On Wed, Sep 15, 2021 at 09:54:09AM +0800, yukuai (C) wrote:
> On 2021/09/14 22:37, Ming Lei wrote:
> > On Tue, Sep 14, 2021 at 05:19:31PM +0800, yukuai (C) wrote:
> > > On 在 2021/09/14 15:46, Ming Lei wrote:
> > > 
> > > > If the above can happen, blk_mq_find_and_get_req() may not fix it too, just
> > > > wondering why not take the following simpler way for avoiding the UAF?
> > > > 
> > > > diff --git a/drivers/block/nbd.c b/drivers/block/nbd.c
> > > > index 5170a630778d..dfa5cce71f66 100644
> > > > --- a/drivers/block/nbd.c
> > > > +++ b/drivers/block/nbd.c
> > > > @@ -795,9 +795,13 @@ static void recv_work(struct work_struct *work)

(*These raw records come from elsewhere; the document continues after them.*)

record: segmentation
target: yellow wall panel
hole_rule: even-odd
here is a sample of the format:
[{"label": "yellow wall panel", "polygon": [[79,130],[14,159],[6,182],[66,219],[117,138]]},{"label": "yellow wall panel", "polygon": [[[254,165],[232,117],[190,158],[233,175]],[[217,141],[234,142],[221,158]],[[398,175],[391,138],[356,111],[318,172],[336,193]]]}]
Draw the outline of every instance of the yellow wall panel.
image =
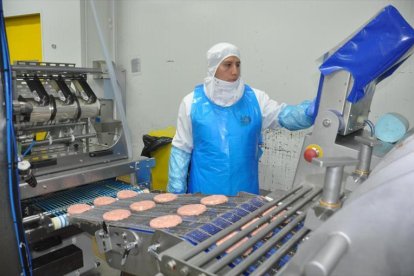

> > > >    						     work);
> > > >    	struct nbd_device *nbd = args->nbd;
> > > >    	struct nbd_config *config = nbd->config;
> > > > +	struct request_queue *q = nbd->disk->queue;
> > > >    	struct nbd_cmd *cmd;
> > > >    	struct request *rq;
> > > > +	if (!percpu_ref_tryget(&q->q_usage_counter))
> > > > +                return;
> > > > +
> > > >    	while (1) {
> > > >    		cmd = nbd_read_stat(nbd, args->index);
> > > >    		if (IS_ERR(cmd)) {
> > > > @@ -813,6 +817,7 @@ static void recv_work(struct work_struct *work)
> > > >    		if (likely(!blk_should_fake_timeout(rq->q)))
> > > >    			blk_mq_complete_request(rq);
> > > >    	}
> > > > +	blk_queue_exit(q);
> > > >    	nbd_config_put(nbd);
> > > >    	atomic_dec(&config->recv_threads);
> > > >    	wake_up(&config->recv_wq);
> > > > 
> > > 
> > > Hi, Ming
> > > 
> > > This apporch is wrong.
> > > 
> > > If blk_mq_freeze_queue() is called, and nbd is waiting for all
> > > request to complete. percpu_ref_tryget() will fail here, and deadlock
> > > will occur because request can't complete in recv_work().
> > 
> > No, percpu_ref_tryget() won't fail until ->q_usage_counter is zero, when
> > it is perfectly fine to do nothing in recv_work().
> > 
> 
> Hi Ming
> 
> This apporch is a good idea, however we should not get q_usage_counter
> in reccv_work(), because It will block freeze queue.
> 
> How about get q_usage_counter in nbd_read_stat(), and put in error path
> or after request completion?

OK, looks I missed that nbd_read_stat() needs to wait for incoming reply
first, so how about the following change by partitioning nbd_read_stat()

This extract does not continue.